Recommended Readings

I’ve always been a book worm. I was the first kid in my class to master the dark art of deciphering these squigglies adults called “letters”. My reward for this achievement was a Larousse dictionary, which I kept reading — even though I didn’t understand everything.

I have today more than 2,000 books in storage somewhere in the New Territories. I have since then converted to eBooks — Amazon’s, since I’ve always been a good client of theirs and the Kindle app works on most of my devices — but I keep a few paper editions with me, books that will never be published digitally, probably.

I have now around 100 books in Kindle collection (including some free .mobi eBooks from the Gutenberg project). A few are duplicates from my paper stash; the rest new acquisitions. A large proportion of my dead-tree books are in French, since they’re early acquisitions. The majority of my non-fiction books (mostly reference and research materials) are in various Asian languages, predominantly Classical Chinese and Korean). The rest is essential fiction (thrillers, detective novels and the like) in English — either originals or translations from exotic languages like Swedish.

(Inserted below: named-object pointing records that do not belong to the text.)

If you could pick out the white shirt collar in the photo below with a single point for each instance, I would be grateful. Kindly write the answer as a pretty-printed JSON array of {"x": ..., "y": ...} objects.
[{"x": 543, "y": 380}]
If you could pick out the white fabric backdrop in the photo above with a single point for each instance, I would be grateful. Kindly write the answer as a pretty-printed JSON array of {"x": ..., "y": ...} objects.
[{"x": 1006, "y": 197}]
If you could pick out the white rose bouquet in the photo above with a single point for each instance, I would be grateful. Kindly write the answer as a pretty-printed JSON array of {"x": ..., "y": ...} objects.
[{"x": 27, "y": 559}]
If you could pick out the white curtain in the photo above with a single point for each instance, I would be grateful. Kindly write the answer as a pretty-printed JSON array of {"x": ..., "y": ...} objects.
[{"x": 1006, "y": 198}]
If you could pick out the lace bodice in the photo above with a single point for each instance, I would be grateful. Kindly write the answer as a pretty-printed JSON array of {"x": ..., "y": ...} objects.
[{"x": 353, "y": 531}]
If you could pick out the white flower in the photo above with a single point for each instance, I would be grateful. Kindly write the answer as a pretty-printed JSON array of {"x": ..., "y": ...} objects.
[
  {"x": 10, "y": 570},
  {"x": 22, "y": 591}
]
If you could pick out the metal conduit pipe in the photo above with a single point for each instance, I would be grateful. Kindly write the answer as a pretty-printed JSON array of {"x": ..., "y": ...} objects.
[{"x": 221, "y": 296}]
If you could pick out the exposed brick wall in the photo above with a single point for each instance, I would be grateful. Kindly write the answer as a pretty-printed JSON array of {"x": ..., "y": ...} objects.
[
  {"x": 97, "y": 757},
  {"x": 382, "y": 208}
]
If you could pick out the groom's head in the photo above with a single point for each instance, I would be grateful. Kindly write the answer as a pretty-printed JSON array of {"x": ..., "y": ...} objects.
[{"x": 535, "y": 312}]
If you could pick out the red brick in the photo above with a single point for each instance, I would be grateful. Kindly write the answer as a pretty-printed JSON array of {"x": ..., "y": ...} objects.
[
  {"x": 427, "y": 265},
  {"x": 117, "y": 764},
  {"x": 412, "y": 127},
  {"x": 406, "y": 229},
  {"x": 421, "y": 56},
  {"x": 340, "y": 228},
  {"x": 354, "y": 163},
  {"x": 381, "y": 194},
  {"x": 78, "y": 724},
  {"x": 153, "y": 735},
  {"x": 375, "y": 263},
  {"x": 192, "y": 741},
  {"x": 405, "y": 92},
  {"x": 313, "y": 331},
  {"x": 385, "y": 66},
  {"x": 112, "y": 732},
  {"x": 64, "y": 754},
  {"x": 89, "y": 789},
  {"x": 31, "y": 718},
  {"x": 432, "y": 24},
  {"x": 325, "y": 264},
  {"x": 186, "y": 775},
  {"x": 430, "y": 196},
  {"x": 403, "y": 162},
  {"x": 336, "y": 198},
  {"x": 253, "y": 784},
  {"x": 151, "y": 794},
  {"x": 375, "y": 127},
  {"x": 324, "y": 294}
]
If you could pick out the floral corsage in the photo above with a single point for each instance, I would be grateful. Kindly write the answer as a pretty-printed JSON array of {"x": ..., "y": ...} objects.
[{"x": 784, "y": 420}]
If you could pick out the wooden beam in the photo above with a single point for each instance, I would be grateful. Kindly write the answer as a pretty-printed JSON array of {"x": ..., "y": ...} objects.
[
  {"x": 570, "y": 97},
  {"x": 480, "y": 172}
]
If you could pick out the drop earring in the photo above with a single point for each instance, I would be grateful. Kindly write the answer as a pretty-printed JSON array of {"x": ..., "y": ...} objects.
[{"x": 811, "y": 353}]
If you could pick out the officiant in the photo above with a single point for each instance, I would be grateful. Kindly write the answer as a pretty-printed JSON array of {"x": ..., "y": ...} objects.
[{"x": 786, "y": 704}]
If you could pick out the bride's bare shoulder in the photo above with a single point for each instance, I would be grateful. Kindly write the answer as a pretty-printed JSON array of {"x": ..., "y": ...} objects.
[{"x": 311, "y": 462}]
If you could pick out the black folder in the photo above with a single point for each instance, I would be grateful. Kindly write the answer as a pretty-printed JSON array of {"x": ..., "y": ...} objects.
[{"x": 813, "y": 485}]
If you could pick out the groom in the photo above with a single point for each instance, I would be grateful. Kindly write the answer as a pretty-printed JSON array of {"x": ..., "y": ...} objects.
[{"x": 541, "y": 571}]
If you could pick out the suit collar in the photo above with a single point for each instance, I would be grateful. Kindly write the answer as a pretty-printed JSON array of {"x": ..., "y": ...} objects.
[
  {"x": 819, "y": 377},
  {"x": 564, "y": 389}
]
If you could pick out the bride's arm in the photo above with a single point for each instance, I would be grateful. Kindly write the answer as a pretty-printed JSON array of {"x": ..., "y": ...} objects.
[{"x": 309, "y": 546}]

So, among these 2,000+ books, which ones are my favorites? And I don’t my “K-pop band of the week that everybody including themselves will forget in 6 months” favorites. I mean books I really love, books I can and have read multiple times over a couple decades. Here’s an unsorted list:

  • All Nero Wolfe novels, by Rex Stout
  • Léo Malet’s Nestor Burma detective stories
  • Dictionnaire classique de la langue chinoise by Séraphin Couvreur, early 1900s.
    I own a “late” edition — 1960s I think.
  • 利氏漢法綜合辭典 By the Ricci Institute in Taipei. I actually own 2 copies, a full-size one and a “pocket” size whose font size is now way too small for my eyes…
    I’d like very very much to own the Grand Ricci — 7 volumes of 1,200 pages each, and available on DVD…
  • Frank Herbert’s Dune series. Although the last book is less entertaining that its predecessors.
  • Everything by JRR Tolkien, except the poems, as I am bored senseless by poetry — purely a defect of my brain, I know…
  • I used to be deeply in love with Mishima Yukio’s novels, when I was a teenager and young adult. I’ve been cured since, but I do have fond memories of his books. I also seem to remember that reading Mishima in Japanese was excruciatingly painful.
  • Edogawa Rampo, a catchy Japlish pseudonym mimicking Edgar Alan Poe. I read one or two novels in Japanese, the rest in French, and it’s been way too long since I read them. Must dig ’em up
  • Robert van Gulik’s Judge Ti novels, but also his more serious non-fiction books on Sinology were good companions during my student years. His translation of 棠隱比事 led me to read the original, very very slowly.
  • I am also quite fond of Harlan Coben’s Myron Bolitar novels.

One response to “Recommended Readings

  1. you need to give me something that’s gonna make me LOL. maybe LOLcat?